* We can think of neural networks and components at differnt layers of abstraction/grouping -- single neuron, layers of neurons, the whole network and **blocks** (groups of layers)

* ResNet-152 which won 2015 Imagenet and COCO CV challenges is really popular for many vision tasks.

- ResNet has 100s of layers which consist of repeating patterns of groups of layers.

- In my mind, a **block** is an abstraction similar to a Layer of neurons. It be composed of one or more layers of Neurons. It has a forward and backward function. Programmatically it can be represented by a class. 

In [None]:
import torch
from torch import nn
from torch.nn import functional as F

In [None]:
net = nn.Sequential(nn.Linear(20, 256), nn.ReLU(), nn.Linear(256, 10))
X = torch.rand(2, 20)
net(X)

- Sequential, Linear, ReLU are subclass of Module. Almost every function is.

In the following we define a custom block.

In [None]:
class MLP(nn.Module):
    def __init__(self):
        super().__init__()
        self.hidden = nn.Linear(20, 256)  # Hidden layer
        self.out = nn.Linear(256, 10)  # Output layer

    def forward(self, X):
        return self.out(F.relu(self.hidden(X)))
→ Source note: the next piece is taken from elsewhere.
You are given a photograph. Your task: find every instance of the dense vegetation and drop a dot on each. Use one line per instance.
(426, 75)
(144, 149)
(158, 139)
This is equivalent to the Sequential class provided by Pytorch

In [None]:
class MySequential(nn.Module):
    def __init__(self, *args):
        super().__init__()
        for idx, module in enumerate(args):
            print(idx)
            self._modules[str(idx)] = module

    def forward(self, X):
        for block in self._modules.values():
            X = block(X)
        return X

In [None]:
net = MySequential(nn.Linear(20, 256), nn.ReLU(), nn.Linear(256, 10))
X = torch.rand(20)
net(X)

Sequential block provides a daisy chain arch. But not all models are like this, we may need more control flow. The following is an absurd example to show what is possible.

In [None]:
class FixedHiddenMLP(nn.Module):
    def __init__(self):
        super().__init__()
        # Random weight parameters that will not compute gradients and
        # therefore keep constant during training
        self.rand_weight = torch.rand((20, 20), requires_grad=False)
        self.linear = nn.Linear(20, 20)

    def forward(self, X):
        X = self.linear(X)
        # Use the created constant parameters, as well as the `relu` and `mm`
        # functions
        X = F.relu(torch.mm(X, self.rand_weight) + 1)
        # Reuse the fully-connected layer. This is equivalent to sharing
        # parameters with two fully-connected layers
        X = self.linear(X)
        # Control flow
        while X.abs().sum() > 1:
            X /= 2
        return X.sum()

The following shows arbitrary nesting

In [None]:
class NestMLP(nn.Module):
    def __init__(self):
        super().__init__()
        self.net = nn.Sequential(nn.Linear(20, 64), nn.ReLU(),
                                 nn.Linear(64, 32), nn.ReLU())
        self.linear = nn.Linear(32, 16)

    def forward(self, X):
        return self.linear(self.net(X))

chimera = nn.Sequential(NestMLP(), nn.Linear(16, 20), FixedHiddenMLP())
X = torch.rand(2, 20)
chimera(X)

- Layers are blocks.
- Many layers can comprise a block.
- Many blocks can comprise a block.
- A block can contain code.
- Blocks take care of lots of housekeeping, including parameter initialization and backpropagation.
- Sequential concatenations of layers and blocks are handled by the Sequential block.